El viento para y no hay nadie que pase; todos duermen a la misma hora. Se pierden por la infinidad de rincones, encontrando cada uno un espacio vital para pensar, dormir, leer,...
Son las tres de la tarde.
Entro en esa habitación, donde ya nada es perfecto. El gran ventanal enrejado deja entrar una luz cegadora. Cierro sus grandes postigos, llenos de rendijas descuadradas, como arañazos que el frío y el calor han acomodado, dejando pasar rayos de sol, a veces líneas alargadas, pequeñas, más grandes, redondas..., lanzándolos, disparándolos a esa velocidad tremenda de la luz, que hace que al darme la vuelta surja lo mágico.
Pasa un niño que nunca duerme a esa hora, sopla una suave brisa que mueve las palmeras, y me mareo como si estuviera fuera y no dentro, en la oscuridad de esa habitación..., y formo parte del paisaje. Sobre esa pared blanca hay movimiento, está ese niño andando y se mueven las palmeras, todo ello en blanco y negro, y uso una palabra aprendida: se ha proyectado... Casi me aplasta el pensamiento de que alguien que vio esto en esa misma combinación de elementos hace más de un siglo quiso hacerlo siempre, y lo consiguió.
"Estaba dentro de la cámara oscura, al igual que él".

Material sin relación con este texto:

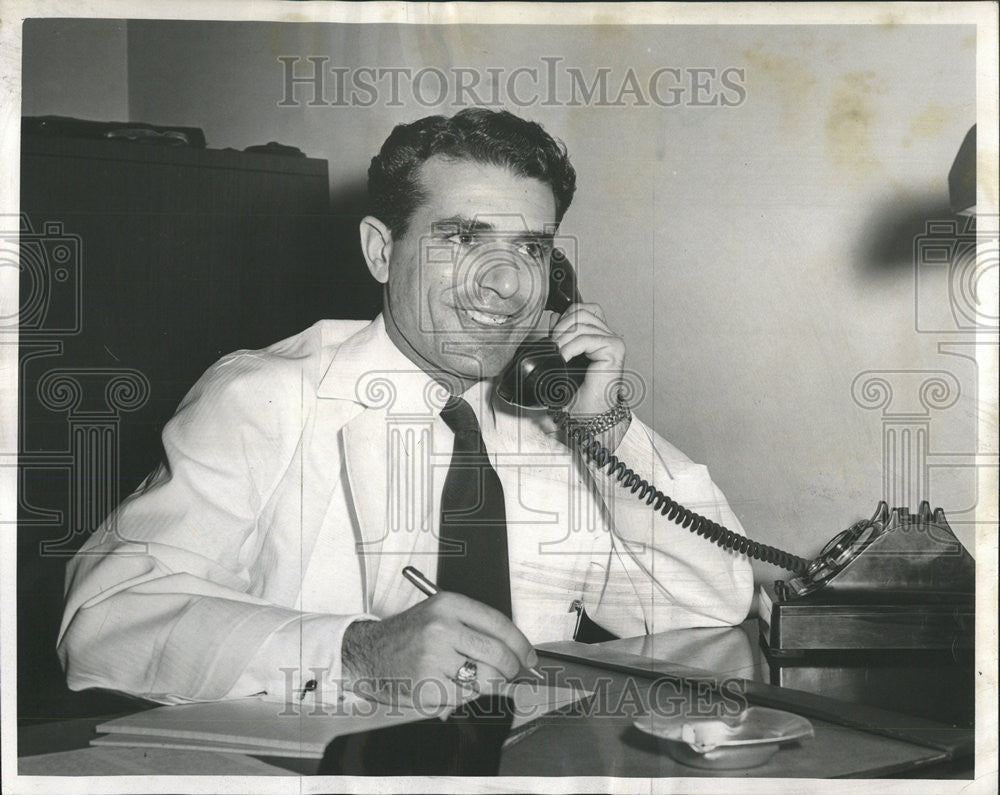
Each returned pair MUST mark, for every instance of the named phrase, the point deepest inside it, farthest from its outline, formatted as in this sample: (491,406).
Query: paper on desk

El intento de perfección reconstruyó el ventanal, y ya nada fue igual.
No sé de quíén son estos comentarios. Imagino la autoría de algunos de ellos. Pero son tan literarios, tan bien escritos que me gustaría publicarlos en el blog y no en este apartado de comentarios. Seas quien seas, bienvenido y gracias.
Los dos primeros son míos, Concha, una deliciosa manera de complicidad. Ferran.